The ACT will introduce The Human Rights (Healthy Environment) Amendment Bill 2023 in the coming days to the assembly, which will ensure that residents within the territory have the right to a clean, safe environment.

Under the bill, people will be able to report breaches to a healthy environment to the ACT Human Rights Commission. It is the first bill of its kind to be introduced in Australia, and is seen as a direct progression of a United Nations General Assembly resolution in 2022, which agreed that access to a clean and healthy environment is a universal human right.

The ACT defines a healthy environment as "clean air, a safe climate, access to safe water and to healthy and sustainably produced food… healthy biodiversity and ecosystems.”

The bill will no doubt influence new developments within Canberra’s built environment. No penalties will be issued as yet for any damage or danger to a healthy environment, with the territory’s cabinet deciding to wait and see how other governments overseas react to breaches.

"The legislation introduced today reflects growing international consensus and practice around the role and importance of environmental protections," says ACT Human Rights Minister, Tara Cheyne.

"(The bill comes) at a time when we face a triple planetary threat of climate change, environmental pollution and biodiversity loss."

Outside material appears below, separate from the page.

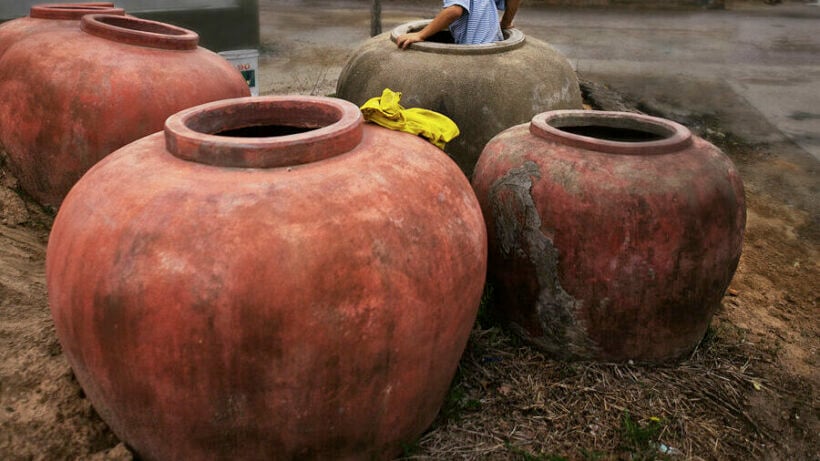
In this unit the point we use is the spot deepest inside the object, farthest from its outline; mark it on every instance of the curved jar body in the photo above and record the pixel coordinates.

A submission made by the Environmental Defenders Office to the ACT Government hopes that the laws will extend to private organisations, who too are at fault for the damage of the environment.

"Private businesses are a major contributor to the destruction of ecosystems and the loss of biodiversity, through deforestation, land-grabbing, extracting, transporting and burning fossil fuels," the submission reads.

UN Secretary-General António Guterres says the resolution was made in an effort to assist governments – state, local and federal – in crafting climate policy.

"Global wellbeing is at risk – and it's in large part because we haven't kept our promises on the environment.”